A new federal tax credit allows homeowners to recoup part of the cost of certain energy-efficient home improvements.
The tax credit can be claimed for such improvements as energy-efficient doors, windows, insulation, roofing materials, heating ventilation and air-conditioning (HVAC) systems, solar panels, solar water heaters, geothermal heat pumps, fuel cells and even small wind-energy systems.
The tax credit was originally enacted late last year and was updated and expanded in 2009's economic stimulus package.
How to take advantage of the energy-efficient tax credit
Homeowners can receive a tax credit of 30 percent of the cost of energy-efficient home improvements, up to a two-year maximum credit of $1,500. Like all tax laws, the rules are somewhat complicated. For example, the $1,500 cap doesn't apply to geothermal heat pumps, solar water heaters, solar panels, wind generators or fuel cells, which are more costly.
In addition, only certain types of energy-efficient products qualify for the tax credit. For some products, only the cost of materials can be claimed while for other products, both materials and installation costs can be claimed. Some of the products must be installed in the taxpayer's principal residence. Others can be installed in a new-built home, second home or residential rental property.

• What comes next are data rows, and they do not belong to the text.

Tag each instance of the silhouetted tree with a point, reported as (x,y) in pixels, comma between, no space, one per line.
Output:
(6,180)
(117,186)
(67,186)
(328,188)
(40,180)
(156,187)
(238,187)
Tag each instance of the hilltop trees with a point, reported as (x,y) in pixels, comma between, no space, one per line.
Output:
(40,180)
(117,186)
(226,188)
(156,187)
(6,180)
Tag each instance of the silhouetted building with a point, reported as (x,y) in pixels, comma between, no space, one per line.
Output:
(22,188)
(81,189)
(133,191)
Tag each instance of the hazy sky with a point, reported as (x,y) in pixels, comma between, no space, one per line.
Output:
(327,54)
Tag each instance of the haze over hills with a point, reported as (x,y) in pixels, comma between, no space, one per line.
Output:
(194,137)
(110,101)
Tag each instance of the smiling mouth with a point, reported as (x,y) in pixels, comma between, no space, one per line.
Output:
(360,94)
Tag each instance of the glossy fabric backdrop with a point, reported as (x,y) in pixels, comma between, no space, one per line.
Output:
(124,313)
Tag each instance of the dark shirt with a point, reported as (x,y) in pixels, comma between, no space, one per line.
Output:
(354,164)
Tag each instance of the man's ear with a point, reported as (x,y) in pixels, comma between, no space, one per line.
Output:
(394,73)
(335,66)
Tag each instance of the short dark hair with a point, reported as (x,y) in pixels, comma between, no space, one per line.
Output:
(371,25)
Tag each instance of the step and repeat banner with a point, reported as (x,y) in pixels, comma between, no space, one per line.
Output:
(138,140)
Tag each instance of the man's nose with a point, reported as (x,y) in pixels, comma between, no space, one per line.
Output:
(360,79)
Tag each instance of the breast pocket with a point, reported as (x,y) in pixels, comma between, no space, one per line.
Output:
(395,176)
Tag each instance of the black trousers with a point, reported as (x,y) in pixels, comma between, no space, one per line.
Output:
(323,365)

The tax credit can be claimed for home improvements made from Jan. 1, 2009, through Dec. 31, 2010. A tax credit is particularly valuable because, unlike a tax deduction, a credit is subtracted from the total tax that's owed, not just the income that's reported. That means the benefit is dollar-for-dollar, instead of a percentage of the deduction. Be sure to save the Manufacturers Certification Statement to document the energy-efficiency rating for each product that's purchased and installed in your home.
Research tax credit before making home improvements
It’s a good idea to do some research before you decide to make home improvements that may qualify for the tax credit. You might want to ask a qualified tax professional to give you more information about the tax-credit rules or you might want to explore the federal government's EnergyStar website to learn more about energy-efficient products. Note that not all EnergyStar-rated products qualify for the tax credit.
Homeowners also can make other improvements to make their home more energy-efficient. Ceiling fans, programmable thermostats, and energy-saving appliances and light bulbs are a few examples. These improvements don't qualify for the federal tax credit, but can save energy and lower the home's energy costs. That's particular smart for older homes since they tend to be especially susceptible to inefficient energy use.